Chapter 57
"Yes, I would."
"Well, if you must know, I'm a-going to the racket school!"
"The what?" I exclaimed.
"Racket school."
"Oh! ragged school, you mean. Where is it? I didn't know you went.
They ought to teach you better there than to steal, Billy," I said.
"Oh!" replied the boy, with a touch of scorn in his voice, "that there bloke's a-going to learn me, not you!"
"What! does Smith teach at the ragged school, then?"
"In course he do! Do you suppose I'd go else?"
And off he trotted, leaving me utterly bewildered.
Jack Smith teaching in a ragged school! Jack Smith wearing a pair of boots that he knew were stolen! What could I think?
At any rate, I was resolved to be no party to Billy's dishonesty. At any cost, since I had not the heart to deliver up the culprit to justice, I must see that the victim was repaid. He might never have noticed the theft; but whether or no, I should have no rest till his loss had been made good.
It was no time to mince matters. My own funds, as the reader knows, were in a bad state. I owed far more than I could save in half a year.
But I had still my uncle's half-sovereign in my pocket, which I had hitherto, despite all my difficulties, kept untouched. An emergency had now arisen, thought I, when surely I should be justified in using it.

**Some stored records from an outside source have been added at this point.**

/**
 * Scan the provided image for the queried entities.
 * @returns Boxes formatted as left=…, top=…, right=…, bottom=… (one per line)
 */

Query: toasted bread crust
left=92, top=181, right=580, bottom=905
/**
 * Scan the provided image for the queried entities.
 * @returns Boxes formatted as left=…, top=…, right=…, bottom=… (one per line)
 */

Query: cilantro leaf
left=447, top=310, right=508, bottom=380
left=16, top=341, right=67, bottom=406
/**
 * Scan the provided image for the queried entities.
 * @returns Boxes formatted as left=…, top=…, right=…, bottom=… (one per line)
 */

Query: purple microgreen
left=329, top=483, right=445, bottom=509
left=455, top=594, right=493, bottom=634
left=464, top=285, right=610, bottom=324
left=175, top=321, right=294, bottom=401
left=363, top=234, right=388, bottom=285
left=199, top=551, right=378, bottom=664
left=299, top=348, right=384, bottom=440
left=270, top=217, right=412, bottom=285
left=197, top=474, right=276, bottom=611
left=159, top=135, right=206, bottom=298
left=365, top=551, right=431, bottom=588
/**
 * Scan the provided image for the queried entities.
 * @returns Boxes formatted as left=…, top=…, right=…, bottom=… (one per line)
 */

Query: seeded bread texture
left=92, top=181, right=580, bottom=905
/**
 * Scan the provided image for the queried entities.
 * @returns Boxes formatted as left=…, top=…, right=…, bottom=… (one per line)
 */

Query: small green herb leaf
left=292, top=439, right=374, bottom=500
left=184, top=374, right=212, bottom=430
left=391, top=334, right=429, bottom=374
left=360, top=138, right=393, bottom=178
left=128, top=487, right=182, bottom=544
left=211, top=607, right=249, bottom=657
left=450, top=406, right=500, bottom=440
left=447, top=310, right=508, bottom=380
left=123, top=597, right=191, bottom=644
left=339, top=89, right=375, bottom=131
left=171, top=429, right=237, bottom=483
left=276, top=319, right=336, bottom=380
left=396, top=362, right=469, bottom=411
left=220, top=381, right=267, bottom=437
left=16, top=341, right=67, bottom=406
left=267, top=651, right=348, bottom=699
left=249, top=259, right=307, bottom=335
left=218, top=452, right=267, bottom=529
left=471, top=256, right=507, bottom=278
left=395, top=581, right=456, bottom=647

As long as I remained a party to Billy's dishonesty I was, I felt, little better than a thief myself, and that I could not endure, however bad in other respects I might have been.
I went straight to Trotter's shop. A jovial, red-faced woman stood at the door, just about to shut up for the night.
"I want to see Mr Trotter," said I.
"Mrs Trotter, you mean, I suppose?" said the woman. "I'm the lady."
"Can I speak to you for a minute?" I said.
"Yes--half an hour if you like. What is it?"
"It's something private."
"Bless us, are you going to offer to marry me, or what?" exclaimed she; "come, what is it?"
"Have you--that is, did you--the fact is, I don't know whether you happen to have missed a pair of boots," I said, falteringly.
She made a grab at my arm.
"So you're the thief, are you? A nice trade you've started at, young master, so I can tell you!"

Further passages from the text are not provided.